O período seguinte, os anos 20 e 30 são anos de depressão, de desenvolvimento das taras nacionalistas e do fascismo, acompanhado por forte desconfiança e hostilidade face à URSS onde se passou a interpretar como imperialismo essa hostilidade das grandes potências. Mais tarde, já no pós-guerra, com a passagem a um mundo bipolar, com a URSS a constituir um desses polos, Baran e Sweezy estabelecem uma relação entre imperialismo e o caráter hegemónico dos EUA materializado pelas suas multinacionais. Por seu turno, Mandel refere que a produção e o consumo são comandados pelas multinacionais ligadas ao estado-nação de onde emanam, mesmo que mantenham sucursais em outros países. 

Uma das caraterísticas desse período entre as duas Grandes Guerras é que o capital se achava essencialmente com uma base nacional, com cada um dos países mais avançados a deter as suas grandes empresas, os seus conglomerados e grupos, o seu sistema financeiro, para além de moeda própria, fronteiras militarizadas e pontos de cobrança de direitos alfandegários, como instrumentos protetores das coutadas das tais grandes empresas nacionais.  Essa defesa da intrusão de bens vindos de fora confluía com o nacionalismo exacerbado e o fascismo, defensores da máxima auto-suficiência; e que marcavam a política na maioria dos países europeus. 

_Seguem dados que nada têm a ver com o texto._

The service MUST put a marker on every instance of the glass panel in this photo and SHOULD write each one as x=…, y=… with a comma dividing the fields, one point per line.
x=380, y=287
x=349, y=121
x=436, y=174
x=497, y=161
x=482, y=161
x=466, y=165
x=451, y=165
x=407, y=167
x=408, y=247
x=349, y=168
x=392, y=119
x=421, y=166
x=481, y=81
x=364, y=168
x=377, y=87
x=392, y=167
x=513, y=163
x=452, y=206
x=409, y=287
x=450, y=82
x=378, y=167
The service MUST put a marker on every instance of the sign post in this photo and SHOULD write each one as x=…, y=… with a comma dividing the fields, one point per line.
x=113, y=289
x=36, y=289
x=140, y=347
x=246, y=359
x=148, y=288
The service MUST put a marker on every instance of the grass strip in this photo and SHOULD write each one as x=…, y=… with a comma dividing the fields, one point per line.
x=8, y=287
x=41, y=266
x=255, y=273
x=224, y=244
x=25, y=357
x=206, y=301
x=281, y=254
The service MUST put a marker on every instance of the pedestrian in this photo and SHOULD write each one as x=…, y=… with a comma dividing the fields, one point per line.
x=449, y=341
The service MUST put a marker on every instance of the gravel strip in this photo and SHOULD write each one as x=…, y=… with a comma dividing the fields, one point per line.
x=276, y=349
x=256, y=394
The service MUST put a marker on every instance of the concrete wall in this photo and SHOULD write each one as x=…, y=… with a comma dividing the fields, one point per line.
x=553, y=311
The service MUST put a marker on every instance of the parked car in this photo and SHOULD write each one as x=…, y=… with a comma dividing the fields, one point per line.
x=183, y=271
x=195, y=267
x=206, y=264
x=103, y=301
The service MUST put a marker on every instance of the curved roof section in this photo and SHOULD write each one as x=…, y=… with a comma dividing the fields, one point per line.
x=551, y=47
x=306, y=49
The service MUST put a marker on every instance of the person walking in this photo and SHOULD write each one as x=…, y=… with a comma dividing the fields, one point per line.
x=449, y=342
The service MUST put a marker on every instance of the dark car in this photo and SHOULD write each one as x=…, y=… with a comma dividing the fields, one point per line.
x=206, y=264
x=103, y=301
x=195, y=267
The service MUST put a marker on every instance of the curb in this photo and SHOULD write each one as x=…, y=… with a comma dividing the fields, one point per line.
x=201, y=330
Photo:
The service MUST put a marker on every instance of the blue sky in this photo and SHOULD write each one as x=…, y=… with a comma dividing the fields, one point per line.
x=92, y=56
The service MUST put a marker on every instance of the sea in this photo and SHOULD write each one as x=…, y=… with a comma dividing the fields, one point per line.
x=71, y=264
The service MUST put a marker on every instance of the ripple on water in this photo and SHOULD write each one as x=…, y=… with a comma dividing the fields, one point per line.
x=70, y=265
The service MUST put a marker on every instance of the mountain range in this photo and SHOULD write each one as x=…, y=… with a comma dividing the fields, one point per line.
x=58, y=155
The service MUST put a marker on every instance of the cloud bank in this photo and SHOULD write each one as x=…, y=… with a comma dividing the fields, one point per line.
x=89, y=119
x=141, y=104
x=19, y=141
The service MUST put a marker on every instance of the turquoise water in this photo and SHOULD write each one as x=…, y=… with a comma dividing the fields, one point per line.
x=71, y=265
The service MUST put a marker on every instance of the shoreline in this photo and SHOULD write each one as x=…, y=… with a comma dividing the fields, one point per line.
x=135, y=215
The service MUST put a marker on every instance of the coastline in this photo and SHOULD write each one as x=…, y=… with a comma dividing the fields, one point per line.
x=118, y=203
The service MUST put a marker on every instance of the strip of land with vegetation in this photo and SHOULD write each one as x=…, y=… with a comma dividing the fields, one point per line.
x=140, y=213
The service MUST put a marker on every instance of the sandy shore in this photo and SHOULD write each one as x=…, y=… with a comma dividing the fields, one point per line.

Essa grande concentração de capital anulava a ficção do capitalismo concorrencial, igualitário e gerava, pelo contrário, os chamados lucros de monopólio, as vantagens do controlo dos mercados, dos preços em geral, a capacidade de impor os preços do trabalho e de influenciar a classe política que, da sua parte, assumia como determinantes de atuação, os interesses das grandes empresas. Uma vez mais, firmava-se a unidade entre capitalistas e Estado no controlo e na definição da política nacional, face à concorrência externa, protagonizada por outros estados-nação onde o modelo era o mesmo; e isso era tanto mais facilitado porque se vinha reduzindo o peso político das nobrezas, dos grandes proprietários de terras, uma vez que a indústria era a atividade dominante, integrada com a finança nacional. 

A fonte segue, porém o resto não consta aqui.